Looking at the theories, although some are proclaimed out of date, it seems to me that some of the arguments are actually relevant to today (if only partly). For instance, it seems to me that the Hall et al study of mugging is extremely similar to the recent moral panic we have experienced after the Birmingham shooting. The moral panic could have been used to temporarily distract the public from situations such as the fire-fighters strike and the forthcoming war against Iraq, as Blair was not receiving the public support he wanted in order to govern the country.

Also, it could be argued that asylum seekers are being labelled as terrorists to distract us from various socio-economic problems. Also, the labelling belief that a deviant act is not universally defined as such could be used to explain the campaign to legalise cannabis because some people see this as deviant in this country, but in Holland where people turn a blind eye to marijuana users, it would be seen a more of a normality.
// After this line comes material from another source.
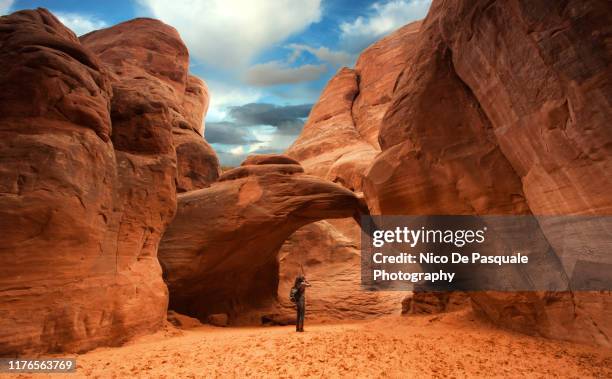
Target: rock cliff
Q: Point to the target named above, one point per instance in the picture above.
(502, 111)
(220, 253)
(90, 134)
Obviously as I have highlighted in the above section, there are limitations. In a capitalist society, it surprises me that commonplace white collar crime is overlooked and some of the explanations used are quite simplistic and not fully explanatory. E.g. there is no in-depth explanation for what actually causes primary deviance. It would be helpful if this could try to be explained by both psychological and sociological arguments to create a fuller understanding. I would also like to see some literature (if it exists) on how the labelling perspective relates to paedophilia and the moral panics that surround it.